FYI – almost every hotel you mention, was investigated by the ISPR (International Society for Paranormal Research), under the direction of field parapsychologist Dr. Larry Montz. The Omni however, was never investigated and your story comes from my own personal experiences while staying there in June 1995 which landed in my 1997 and 2000 books (therefore, on all the ghost tours) ISPR INVESTIGATES THE GHOSTS OF NEW ORLEANS, and from that, all the information gets so blown out of proportion and lands on all kinds of websites and in articles, without credit to the original source.
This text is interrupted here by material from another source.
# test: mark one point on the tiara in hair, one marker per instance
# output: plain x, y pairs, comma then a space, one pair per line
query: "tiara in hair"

But if writers and others found out the real source, they would garner the real information (instead of the stories put forth on ghost tours in the French Quarter).
For brief example, regarding the Eva, Ava or Ada at Le Pavillon, those were the names the NOLA clairvoyants of the ISPR picked up on that day of the initial investigation, there were no other sources. Or – “17″ ghosts at the Bourbon Orleans Hotel? Wow – that’s hysterical and I can only imagine the “source” of that info! But not surprising actually – I’ve watched the dramatic ghost tour guides, while claiming that they actually do paranormal research, tell people to actually shoot photos at the windows of the Bourbon Orleans hotel, while standing outside on the street, with a flash yet, and then these guides tell these tour groups that they actually have real ghosts in their photos because of all the “orbs” created from reflections and flashes! It’s hysterical! lol
However, it makes me laugh to see how some hotels are now “SO HAUNTED” when back in the early and mid-1990s, when the bulk of the investigations were conducted by the ISPR, these properties did not want anyone to know about any ghosts in their closets, like the Hotel Provincial – they were extremely against the idea of being investigated and becoming famous for being haunted. But now that it’s ‘cool to be haunted’, let alone extremely profitable, they’ve all jumped on the bandwagon.
The GHOST EXPEDITIONS(tm) package with GHOST EXPEDITIONS(tm), is available through the Dauphine Orleans Hotel and Le Pavillon Hotel. In fact, GHOST EXPEDITIONS(tm), created by Dr. Larry Montz (1972 founder of the ISPR – International Society for Paranormal Research) is responsible for kicking off the “ghost hunter / paranormal investigator” phenom around the world and was the inspiration for such early paranormal reality shows like FEAR and as recently as CELEBRITY PARANORMAL PROJECT (see websites ISPR.net and GHOST EXPEDITIONS.com for more info).and what created a billion dollar plus paranormal tourism industry.
Now here’s where it comes full circle – what I find most personally interesting is the fact that I stayed at the old Fairmont Hotel in January 1995, during my first visit to New Orleans, which is when I originally met the now world-famous ISPR parapsychologist, Dr. Larry Montz…who had just implemented a few months prior in October 2004, GHOST EXPEDITIONS(tm)!
E.E. Grunewald
Aug 24th, 2009
Thank you for your input and for sharing your knowledge and experience, and perspective. It’s quite intriguing!
Most of my New Orleans research is genealogy-related, so this article was more of an “on the side” thing as far as the research went. Your books sound right up my alley, however, and I plan to check them out sometime.
Your Fairmont experience makes me wonder if Dr. Montz found anything “ghostly” there!